Search code examples
phpmongodbmapreducelithiumnosql

Map Reduce To Get Most popular tags


I have a problem that I need some help on but I feel I'm close. It involves Lithium and MongoDB Code looks like this: http://pastium.org/view/0403d3e4f560e3f790b32053c71d0f2b

$db = PopularTags::connection();

        $map = new \MongoCode("function() {
            if (!this.saved_terms) {
                return;
            }

            for (index in this.saved_terms) {
                emit(this.saved_terms[index], 1);
            }
        }");

        $reduce = new \MongoCode("function(previous, current) {
            var count = 0;
            for (index in current) {
                count += current[index];
            }
            return count;
            }");

        $metrics = $db->connection->command(array(
           'mapreduce' => 'users',
           'map' => $map,
           'reduce' => $reduce,
           'out' => 'terms'
       ));

        $cursor = $db->connection->selectCollection($metrics['result'])->find()->limit(1);
        print_r($cursor);
/**
User Data In Mongo

{
 "_id" : ObjectId("4e789f954c734cc95b000012"), 
"email" : "[email protected]", 
 "saved_terms" : [
    null,

    [
        "technology",
        " apple",
        " iphone"
    ],
    [
        "apple",
        " water",
        " beryy"
    ]
] }


**/

I am having a user savings terms they search on and then I am try to get the most populars terms but I keep getting errors like :Uncaught exception 'Exception' with message 'MongoDB::__construct( invalid name '. does anyone have any idea how to do this or some direction?


Solution

  • First off I would not store this in the user object. MongoDb objects have an upper limit of 4/16MB (depending on version).
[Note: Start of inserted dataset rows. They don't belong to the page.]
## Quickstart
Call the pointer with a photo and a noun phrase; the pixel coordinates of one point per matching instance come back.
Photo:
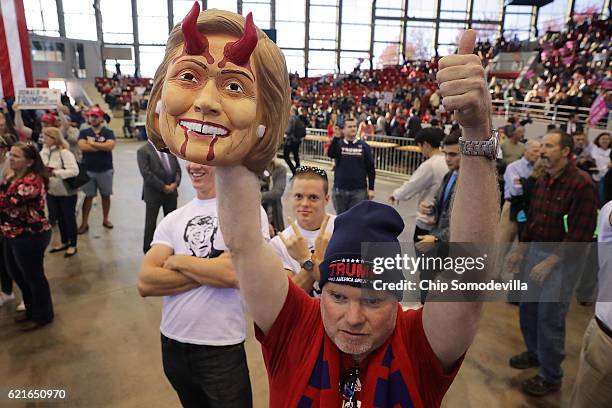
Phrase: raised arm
(451, 326)
(261, 277)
Now this limit is normally not a problem, but when logging inline in one object you might be able to reach it. However a more real problem is that every time you need to act on these objects you need to load them into RAM and it becomes consuming. I dont think you want that on your user objects.
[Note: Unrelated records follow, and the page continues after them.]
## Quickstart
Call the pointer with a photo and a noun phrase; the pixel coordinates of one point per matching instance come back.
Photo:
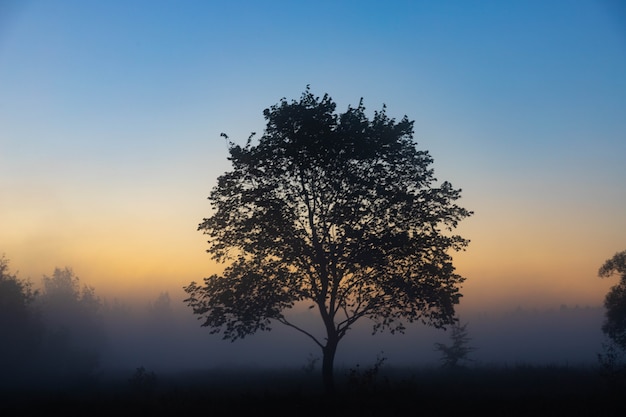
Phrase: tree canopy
(334, 209)
(615, 301)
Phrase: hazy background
(110, 115)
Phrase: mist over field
(166, 336)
    Secondly arrays in objects are not sortable and have other limitations that might come back to bite you later.

    But, if you want to have it like this (low volume of searches should not be a problem really) you can solve this most easy by using a group query. A group query is pretty much like a group query in sql, so its a slight trick as you need to group on something most objects share. (An active field on users maybe).

    So, heres a working group example that will sum words used based on your structure. Just put this method in your model and do MyModel::searchTermUsage() to get a Document object back.

    public static function searchTermUsage() {
        $reduce = 'function(obj, prev) {
            obj.terms.forEach(function(terms) {
                terms.forEach(function(term) {
                    if (!(term in prev)) prev[term] = 0;
                    prev[term]++;
                });
            });
        }';
        return static::all(array(
            'initial' => new \stdclass,
            'reduce' => $reduce,
            'group' => 'common-value-key' // Change this
        ));
    }
    

    There is no protection against non-array types in the terms field (you had a null value in your example). I removed it for simplicity, its better to probably strip this before it ends up in the database.